Donald Trump's Twitter privileges taken away as candidate trails Clinton in final days

Impact

Donald Trump's Twitter privileges have been taken away, apparently to keep a bad situation from becoming worse.

On Sunday, the New York Times published a detailed report on the final days of the Trump campaign, spotlighting the ever-widening gap between the Republican candidate's boorish public persona and his current mood. The nominee is allegedly quite freaked out about opponent Hillary Clinton's lead and is struggling to reconcile his jangly nerves with his "bottomless need for attention," according to the Times

And so his aides "have finally wrestled away" Trump's Twitter account, in the Times' words, apparently acknowledging that his interior anxiety could translate to some pretty bad tweets. Certainly, it's happened before.

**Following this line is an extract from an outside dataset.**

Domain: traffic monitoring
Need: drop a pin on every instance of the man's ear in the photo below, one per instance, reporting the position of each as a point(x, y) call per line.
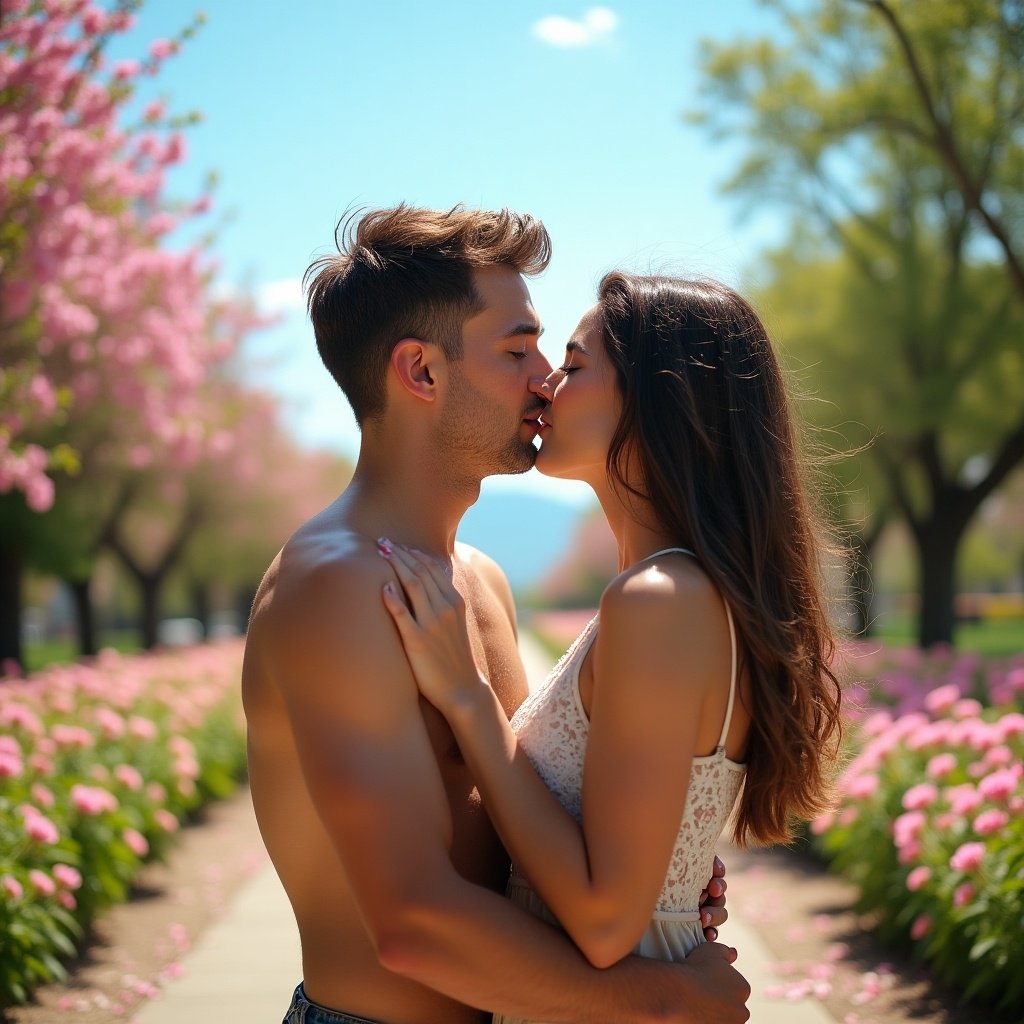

According to Deadspin, this was the last tweet Trump sent out himself:

According to the Times, Trump has been replaced by a rotating cast of his now-"unfireable" staffers, at least online. While he is still allowed to consult on the content of his tweets, the ability to hit send has been snatched away from him, for his own good.

Looking at Trump's Twitter feed since the Thursday morning regime change, a change in tone is immediately obvious — @realDonaldTrump is no longer disparaging House Speaker Paul Ryan, and even his Crooked Hillary rhetoric has cooled somewhat. In place of the pointed, bullying rants are rally announcements and shared articles, with some caps lock thrown in to up the authenticity.   

Comic though the news may be, it's probably also smart: This is, recall, a candidate whose camp feared he'd announce his running mate on Twitter before telling his staff. And with two days left before the election, avoiding embarrassing social media moments is a must. 

The Trump campaign is slouching through a surprise-ridden final stretch, in which aides seem as feckless as the candidate himself, if the Times piece is anything to go on. In the kerfuffle that ensued after FBI Director James Comey announced his renewed — and, it turns out, pointless — interest in Clinton's private email server, Trump's aides immediately "agonized over which words to feed into the teleprompter." The situation become so chaotic that it took some time before chief campaign executive Stephen Bannon noticed the smoke issuing from his pant leg.

So, according to the Times, the Trump campaign has become so tumultuous in its eleventh hour that it is literally going up in smoke.